Northeastern's redesign of the CS curriculum
Overall Reaction
- Many alumni and commenters see the change as “the end of an era” and a downgrade from a uniquely strong curriculum to something more conventional and mediocre.
- Others support the move, arguing the old sequence had too much delayed gratification and was misaligned with Northeastern’s experiential, industry-oriented identity.
Value of the Racket/Fundies Curriculum
- Widely praised for teaching program design, data reasoning, and abstraction rather than just syntax.
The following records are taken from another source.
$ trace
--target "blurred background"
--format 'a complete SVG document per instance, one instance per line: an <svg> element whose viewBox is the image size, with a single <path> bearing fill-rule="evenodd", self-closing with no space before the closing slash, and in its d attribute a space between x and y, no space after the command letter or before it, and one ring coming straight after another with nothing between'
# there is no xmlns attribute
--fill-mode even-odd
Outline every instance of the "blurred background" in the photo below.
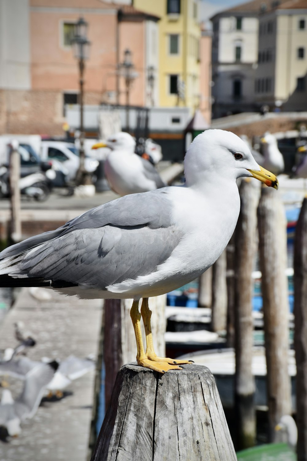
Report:
<svg viewBox="0 0 307 461"><path fill-rule="evenodd" d="M307 459L295 436L307 52L307 0L0 0L1 249L124 195L105 168L122 132L163 183L184 183L186 148L210 128L241 137L278 175L274 196L238 183L241 214L220 260L152 301L160 354L213 373L238 459ZM61 378L42 384L17 431L0 405L0 459L90 459L118 368L135 360L130 301L108 303L0 289L2 404L21 398L29 361L58 361Z"/></svg>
- Racket’s staged “teaching languages” and DrRacket tooling are described as unusually well-suited for beginners, letting them focus on concepts without incidental complexity.
- Some say it helped level the playing field for students without prior programming experience and produced graduates who can work effectively in any language.
Arguments for Switching to Python / Practical Focus
- Supporters say intro courses should first “get students coding” in a widely used language; Python is approachable, useful for many domains, and aligns with co-op and employer expectations.
- Some see this as better for non-CS majors and for students motivated by direct applicability and internships.
Teaching Languages: Pedagogy vs Industry Pressure
- Several argue intro languages should be designed for pedagogy, not industry, citing calls for purpose-built teaching languages.
- Others think that’s unrealistic given employer influence, large applicant pools, and tech companies funding specific language curricula in schools.
- Pyret (a pedagogical language from the same research group) is mentioned as a possible successor to Racket that may preserve some of the old strengths.
Fundamentals vs Job Skills
- Strong thread emphasizing CS as a theoretical discipline (algorithms, automata, computability, OS, architecture, databases) distinct from software engineering and tool training.
- Others complain that graduates often lack practical exposure to tools like git, SQL, and modern stacks, arguing universities should include at least minimal job training.
Impact of LLMs
- Some argue LLMs make fundamentals more important, since models can handle surface-level Python but not deep understanding.
- Others observe students already pasting in LLM-generated code they don’t understand, worsening shallow learning.
Object-Oriented Design and Design Patterns
- Debate over whether OO and Java-based design patterns are still “fundamental.”
- Critics see classic OO patterns as dated workarounds and not core CS; supporters say OO concepts (encapsulation, polymorphism, interfaces) remain pervasive enough to require explicit teaching.
Jobs, Rigor, and Weed‑Out Courses
- One subthread claims there is effectively no robust job market for grads outside a few top programs; others strongly dispute this.
- Discussion of weed‑out courses: some defend early rigor to filter and raise standards; others see this as harmful and misaligned with high tuition and access goals.
Intro CS for Majors vs Non‑Majors
- Multiple comments suggest separate tracks: rigorous, math-heavy CS for majors and practical programming/data courses (often in Python) for other disciplines.
- Some universities already do this; cost and staffing are cited as barriers elsewhere.
Unclear / Open Questions
- Unclear how much of Northeastern’s redesign is about language choice vs deeper changes (e.g., easing difficulty, allowing AP bypass, removing team/code‑swap projects).
- Long-term effects on graduate quality, equity for less-prepared students, and PL research culture at the school remain debated and unresolved.